# [SOLVED] fullscreen flickering



## forgotten332 (Jan 18, 2009)

i have a problem with my full screen games and i also am still fairly new to computer hardware but not computer programing/hacking. my full screen games(maplestory, guild wars, counterstrike source and 1.6) to name a few, have been flickering alot when i reach certain areas mostly of dark color. Although with both counter strikes the flickering is greatly reduced.
im currently not on the computer that has the problem but i will update the specs within half an hour. the ones that i have are these:
i have both Windows XP pro sp2 and Windows Vista Ultimate sp1 OSes installed on different partions
2gbs of ram (manufacturer will be updated)
Intel g33/31 motherboard
Intel extreme graphics 256mb 
none of which are overclocked and all have the latest drivers
thank you in advance for your help


----------



## Floop (Jan 3, 2009)

*Re: fullscreen flickering*

Yeah, those graphics are onboard and low end...
Anyone else help with this?


----------



## forgotten332 (Jan 18, 2009)

*Re: fullscreen flickering*

i know the graphics are low end but here is the rest of the specs
PSU: G&T 500W 11and 14 amps on the 12V rails
Motherboard:Gigabyte model G31M-S2L
CPU:Intel Dual Core E2200 @ 2.20ghz
RAM:Spektek DDR2 SDRAM 1GB+1GB speed 400MHz
Video Card:Intel G33/31 Express chipset Family
Hard Drive:SAMSUNG HD321KJ ATA Device
OS:Windows Vista Ultimate SP1
and maybe it might be from the graphics so should i just w8 to get a new one?


----------



## Floop (Jan 3, 2009)

*Re: fullscreen flickering*

What is your screen resolution currently set to?


----------



## koala (Mar 27, 2005)

*Re: fullscreen flickering*

And what is the monitor's refresh rate? It's usually 60Hz for LCD monitors, and 70-100Hz for the older CRT monitors.

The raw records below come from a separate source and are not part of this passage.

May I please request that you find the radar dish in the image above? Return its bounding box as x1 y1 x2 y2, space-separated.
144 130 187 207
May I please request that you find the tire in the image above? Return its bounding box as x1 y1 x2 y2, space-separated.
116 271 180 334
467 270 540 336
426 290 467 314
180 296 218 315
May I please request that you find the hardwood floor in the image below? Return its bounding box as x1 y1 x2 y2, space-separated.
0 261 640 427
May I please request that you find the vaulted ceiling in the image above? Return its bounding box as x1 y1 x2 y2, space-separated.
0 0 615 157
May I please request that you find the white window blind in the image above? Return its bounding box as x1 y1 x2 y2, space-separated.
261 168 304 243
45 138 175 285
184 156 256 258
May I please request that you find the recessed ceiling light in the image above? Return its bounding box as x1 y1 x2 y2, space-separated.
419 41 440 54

Do you have VSync enabled in the game options?

Have you tried installing the latest chipset drivers from your motherboard manfacturer's website?


----------



## forgotten332 (Jan 18, 2009)

*Re: fullscreen flickering*

i have no idea what vSync i have an LCD monitor so i guess its 60GHz refresh rate and i have the resolution set to 1440x900 but some of the games switch resolutions and my chipset drivers are up to date


----------



## koala (Mar 27, 2005)

*Re: fullscreen flickering*

Click the buttons on the front of your monitor to see the refresh rate. It might be labelled as Vertical Frequency, and should be 59 or 60Hz.

VSync is an option in the game's settings menu. If it's enabled, it will limit the game's framerates to match the monitor's refresh rate, meaning that the screen won't flicker or tear during fast action.

If you had a graphics card instead of the onboard Intel G33/31 Express then you could also set VSync in the graphics control panel to over-ride the in-game settings. I'm not sure if you can do this with onboard, but there should still be the option to do this in the games menu screen.


----------



## forgotten332 (Jan 18, 2009)

*Re: fullscreen flickering*

its 60 GHz i just went into guild wars and set the res to the same as the desktop then i changed the refresh rate of the game 60GHz=flickered 75GHz=perfect


----------



## koala (Mar 27, 2005)

*Re: fullscreen flickering*

75Hz is usually only for CRT monitors, but if it works for you then problem solved.

Fullscreen games always play better when set to the monitor's native resolution. Check the monitor's manual to see what this is.


----------



## forgotten332 (Jan 18, 2009)

*Re: fullscreen flickering*

no im saying my screen refresh rate was 60GHz acording to the Xerox menu and i set 75GHz and it worked better


----------



## koala (Mar 27, 2005)

*Re: fullscreen flickering*

Yes, I understand that. I'm just saying that 60 is the most common refresh rate for LCD monitors, but if setting it to 75 fixes your flickering problem, then leave it at 75Hz.


----------



## forgotten332 (Jan 18, 2009)

*Re: fullscreen flickering*

alright


----------